Elf Tage ohne Smartphone? Ihr habt ja schon gelesen, dass ich das vor hatte… Kommentare davor gab es genug: „Endlich Ruhe!“, freute sich ein Freund. „Es lebe die Analog-Welt!“, schrieb ein anderer. Und mein Vater erinnerte an die gute, alte Telefonzelle, aus der früher angerufen wurde. Wie es mir beim Fasten ergangen ist, erfahrt Ihr im Tagebuch.
1. Tag
Im Flughafenbus linse ich noch auf mein Handy, will den Aufmacher auf ohfamoos sehen, denn montags und donnerstags bringen wir ja immer eine neue Geschichte im Blog. Dann gehe ich offline; zehn Minuten später soll unser Flieger nach Fuerteventura starten. Was ich spüre, ist Gelassenheit. Es sind ja weniger als zwei Wochen und ich habe die Tage vorher alles geregelt. Im Hotel kommt das Handy gleich in den Safe. Es ist schön, niemanden benachrichtigen zu müssen, dass wir gut angekommen sind. Ich bin einfach weg.
2. Tag
Freitagmorgen sitze ich beimSonnenaufgang am Strand. Mit mir und meinem neuen Buch. Früher hätte ich schonlängst auf mein Handy geschaut, allein der Uhrzeit wegen. Jetzt habe ich keine Ahnung, wie spät es ist. Meine Männer schlafen, ich genieße das Alleinsein. Und das Nicht-Abgelenktsein. Nur das Meer und die Natur haben meine volle Aufmerksamkeit. Ich denke nicht: jetzt schnell ein Foto machen. Meine alte Fotokamera werde ich erst später, dann seit 2 Jahren erstmals wieder, betätigen.
„Que pasa, Omelette?“
3. Tag
„Que pasa, Omelette?“ Der neue Lieblingssatz unseres Sohns stünde vermutlich schon auf Facebook. Nett, wie die Frage „Was ist los, Mann?“, also „Que pasa, hombre?“, von einem Vierjährigen abgewandelt wird – in Anlehnung an Pauls Lieblingsgericht hier in Spanien. Ehrlich: Ich genieße es fast zu sehen, wie andere Hotelgäste auf der Anlage mir ihrem Handy den besten Empfang suchen, um online zu sein. Ich spotte nicht, sähe ich mich doch selbst in der genau gleichen Pose, hätte mein Handy den Safe verlassen. Da liegt es aber unberührt. Ich rechne: gut zwei Stunden würde ich mich im Urlaub normalerweise täglich im Web 2.0 bewegen, Mails, Blogs, SMS, posten. Viel Zeit, die ich plötzlich habe…
4. Tag
Kein Wunder, dass ich bald den neuen Roman von Sibylle Berg (Der Tag, an dem meine Frau einen Mann fand) aus habe. Neben der neuen, richtig guten April-Ausgabe von NEON! Neben des Zeitgewinns beruhigt mich vor allem: Ich muss kein Handy in der Tasche tragen, es nicht an oder aus schalten oder mich abends vor dem Schlafengehen fragen: habe ich den Flugmodus aktiviert?

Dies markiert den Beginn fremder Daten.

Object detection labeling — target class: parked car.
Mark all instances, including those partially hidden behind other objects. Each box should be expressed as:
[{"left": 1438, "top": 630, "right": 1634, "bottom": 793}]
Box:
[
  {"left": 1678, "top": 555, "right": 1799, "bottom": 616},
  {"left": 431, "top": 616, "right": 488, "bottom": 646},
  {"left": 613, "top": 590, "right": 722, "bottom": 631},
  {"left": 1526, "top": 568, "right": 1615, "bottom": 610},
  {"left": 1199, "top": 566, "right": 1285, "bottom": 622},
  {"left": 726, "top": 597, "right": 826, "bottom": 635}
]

Ohne Handy muss ich nichts, schon gar nicht „noch eben“.
5. Tag
Fast Halbzeit. Ich vermisse so gut wie gar nichts. Gestern rief eine Frau am Pool: „Ich muss noch eben Andrea antworten.“ Das ist der Unterschied: Ohne Handy muss ich nichts, schon gar nicht „noch eben“. Im Urlaub geht sowieso alles langsam, ohne Smartphone nochmal langsamer. Manches ist übrigens gedruckt am besten: Täglich gibt das Hotel eine Postille raus, ein DINA 4-Blättchen mit Infos, dort können auch Gäste Grüße hinterlassen. Heute wünscht eine Mutter ihrer „Charline Justine alias Puppi“ (kein Scherz) happy birthday und hofft, dass ihre Tochter „weiterhin solch ein toller Mensch“ bleibt. Und zwei Anzeigen darunter schreibt dann der „Puppimann“ seiner „süßen Puppifrau“, wie toll der Urlaub sei. Wozu brauche ich online? 🙂
6. Tag
Ich bin beeindruckt, wie wenig mir das eigene Handy fehlt. Momente zum Googeln gibt es genug, z.B. bei der Frage: Gehört die Insel am Horizont noch zu Fuerteventura oder ist es eine andere kanarische, und wenn ja welche? Oder: Warum sind die Hauswände in einer Hafenstadt, in der wir nachmittags halten, großflächig bemalt? In einem Cafe liest meine Tischnachbarin aus dem Reiseführer vor, ich lausche: Es gab einen Wettbewerb, seitdem schmücken 30 riesige Bilder ehemals eher schäbige Gebäudeflächen. Recherche einmal anders…
7. Tag
Die NEON druckt das Tagebuch eines Redakteurs, der sich eine Woche per Tinder durch Deutschland bewegen und Hotels sparen wollte. Für die, die diese Dating-App nicht kennen: Ein Mann am Nebentisch bezeichnet sie verkürzt als „Bumsplattform“. Man sucht dort Partner zum Austausch… Die Doku ist witzig gemacht und zeigt: Online ist nicht allerorten so „in“, er hat es nicht geschafft!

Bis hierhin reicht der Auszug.